For one, Apparyllis formed a company for this in 2021 and had a paying customer base. It kinda stops being just a passion project when you literally have users paying for your service. They had donations, a Patreon, a subscription service, and backing from organizations like The Plural Association.

Secondly, I heard they couldn't do volunteers because they legally are not allowed to handle user data. There's multiple points to this. For one, what data was Simply Plural storing where they couldn't have volunteers touch user data? Why was that data being stored unencrypted? Additionally, why couldn't volunteers just handle tasks that didn't require touching that data?
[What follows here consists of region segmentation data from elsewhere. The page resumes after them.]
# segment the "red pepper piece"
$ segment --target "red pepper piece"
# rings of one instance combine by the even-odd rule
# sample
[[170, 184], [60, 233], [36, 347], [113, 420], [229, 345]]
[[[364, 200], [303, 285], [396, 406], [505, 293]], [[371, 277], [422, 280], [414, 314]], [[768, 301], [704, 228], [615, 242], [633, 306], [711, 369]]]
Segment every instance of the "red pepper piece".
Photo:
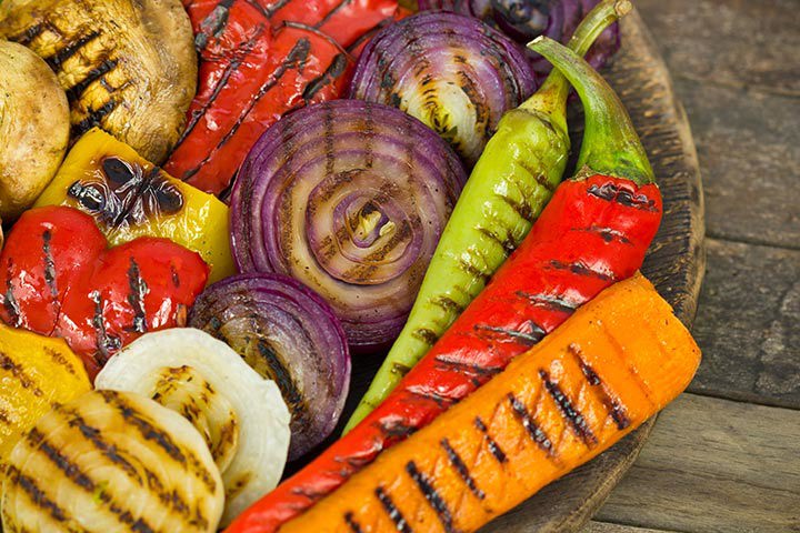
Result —
[[2, 320], [64, 338], [92, 378], [141, 334], [184, 325], [209, 274], [198, 253], [167, 239], [107, 249], [94, 220], [66, 207], [23, 213], [0, 264]]
[[[549, 50], [537, 51], [549, 57]], [[277, 531], [641, 266], [661, 221], [661, 193], [621, 102], [569, 54], [573, 71], [562, 71], [587, 117], [581, 172], [559, 185], [522, 244], [387, 400], [240, 515], [229, 533]], [[586, 372], [591, 379], [592, 369]], [[610, 411], [626, 428], [624, 412]]]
Then there's the fact that despite 500,000 users, and all the income streams I mentioned, they somehow were only breaking even. Even if only 1% of users donated a dollar a month, that's still 60,000$ a year. How much data were they storing for costs to be that high??? You'd think they were storing games or video, not text data and profile pictures. It was only one dev who wasn't even working full-time, so they didn't have to dish out paychecks, so the only money sink could've been server costs. Like, excuse me for being skeptical that an app with all those income streams and a single dev somehow consumes 5 figures a month for an app like this.

Thirdly, sure, the dev has the right to close the app down whenever, but if they didn't want to handle such a major responsibility, they should've stopped it before it got to this point. Apparyllis had several years to realize that this app was becoming too much for them. Instead, they waited until they had 500,000 users and were completely burnt out on the project. It's the worst of both worlds. I'm glad they're refunding patrons and subscribers, though.

But yeah, this project just... was not handled well, and I don't think it's being a brat to criticize that. I feel like this whole situation was preventable, and we know it is because apps like are able to exist, be paid for, and have multiple developers.

I just hope whatever alternative crops up learns from Apparyllis's mistakes.